I once hired a consultant who had more natural talent in our business than I have ever seen. I invited him to sit in on a sales call that was worth about $32,000 worth of consulting.

(That was a HUGE contract for me at the time.)

Just before we walked through the door, I explained to my new consultant that this was a very big deal for me. I also explained that I had been working on it for some time. I told him that although he was there to watch and learn if he had ideas that might help, to feel free to bring them to me.

That was a big mistake.

I basically put someone with a lot of talent into a position where he was in way over his head and invited him to experiment.

Every time my potential customer asked me a clarifying question, I would explain the process in a little more detail. Then, immediately after I finished, my consultant-in-training would jump in and try to “save the deal.”

I was very frustrated. My goal was to help this young person grow. However, since he had very little experience in consulting calls like this, he had no idea that his “help” was actually “hurting” the potential client. Our drive back to the office was very quiet.
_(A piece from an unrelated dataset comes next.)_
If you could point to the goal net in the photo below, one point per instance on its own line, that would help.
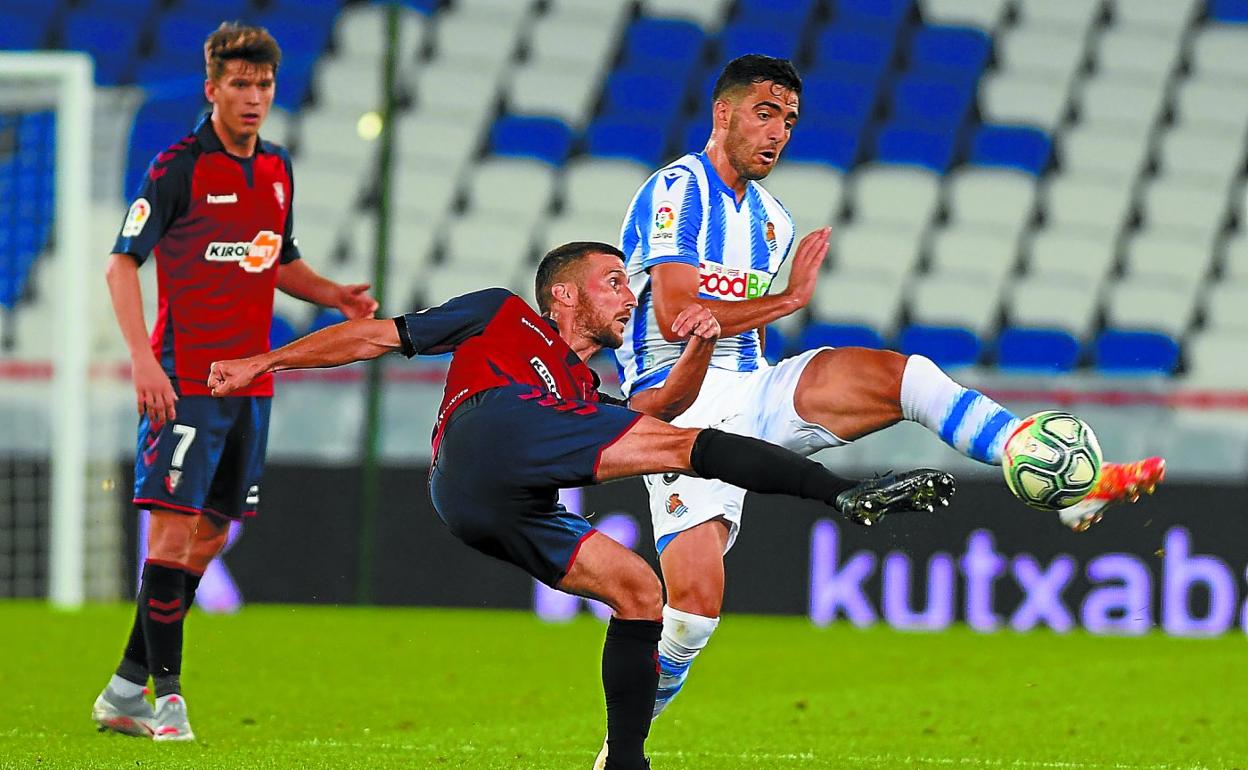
(60, 533)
In my head, I was watching months of work go down the drain.


I went over what I wanted to say to him many times in my head, but I just couldn’t figure out how to say something that didn’t sound really angry. Finally, I told him that, while I welcomed his input, his constant interruptions made it very difficult for me to help the customer.

I expected him to be apologetic. However, his reaction was quite different. He just said, “I only jumped in when I was sure that you were blowing the sale.”
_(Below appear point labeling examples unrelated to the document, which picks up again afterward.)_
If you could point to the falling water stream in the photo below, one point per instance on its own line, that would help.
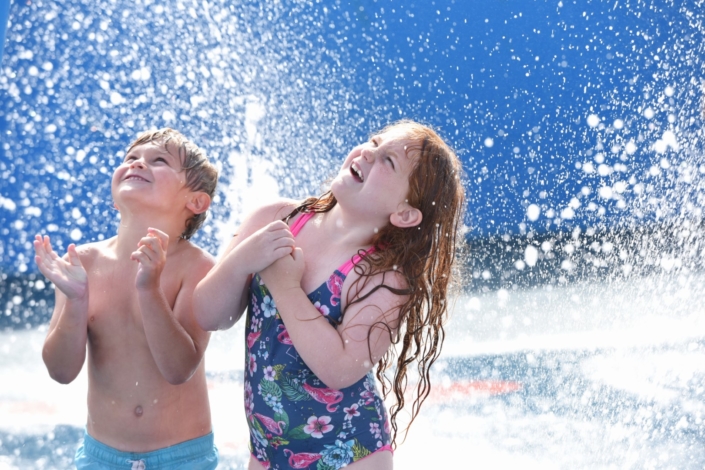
(576, 338)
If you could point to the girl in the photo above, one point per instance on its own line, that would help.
(339, 280)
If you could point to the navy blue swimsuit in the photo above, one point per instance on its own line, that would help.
(295, 420)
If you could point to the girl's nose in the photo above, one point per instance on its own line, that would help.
(138, 162)
(368, 155)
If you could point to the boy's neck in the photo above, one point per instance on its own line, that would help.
(133, 227)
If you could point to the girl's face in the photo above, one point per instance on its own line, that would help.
(374, 178)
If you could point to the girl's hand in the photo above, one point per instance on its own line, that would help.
(265, 246)
(151, 255)
(68, 276)
(286, 272)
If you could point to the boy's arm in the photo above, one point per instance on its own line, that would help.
(221, 297)
(175, 340)
(64, 350)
At that point, all my prepared verbiage went out the window. I exploded. I went on a tirade telling him that his 3-weeks of experience didn’t make him an expert.

(I know… Not my best moment. This is also one of those moments that I have regretted for many years.)

When I was finished, I turned to my computer and ignored him the rest of the day. I knew I needed to apologize, but I let him leave without saying a word. He never came back.


If I had confessed MY mistake, instead of pointing out his, I probably could have helped him build a promising career.

Do you realize that if we were right just 51% of the time, we’d all be multi-gazillionaires? The truth is that we are wrong much more often than we are right. When you find yourself on the wrong side of the argument, be the bigger person and admit it.

Week #2: Conflict Resolution

Principle #12: If You Find That You are in The Wrong, Admit It.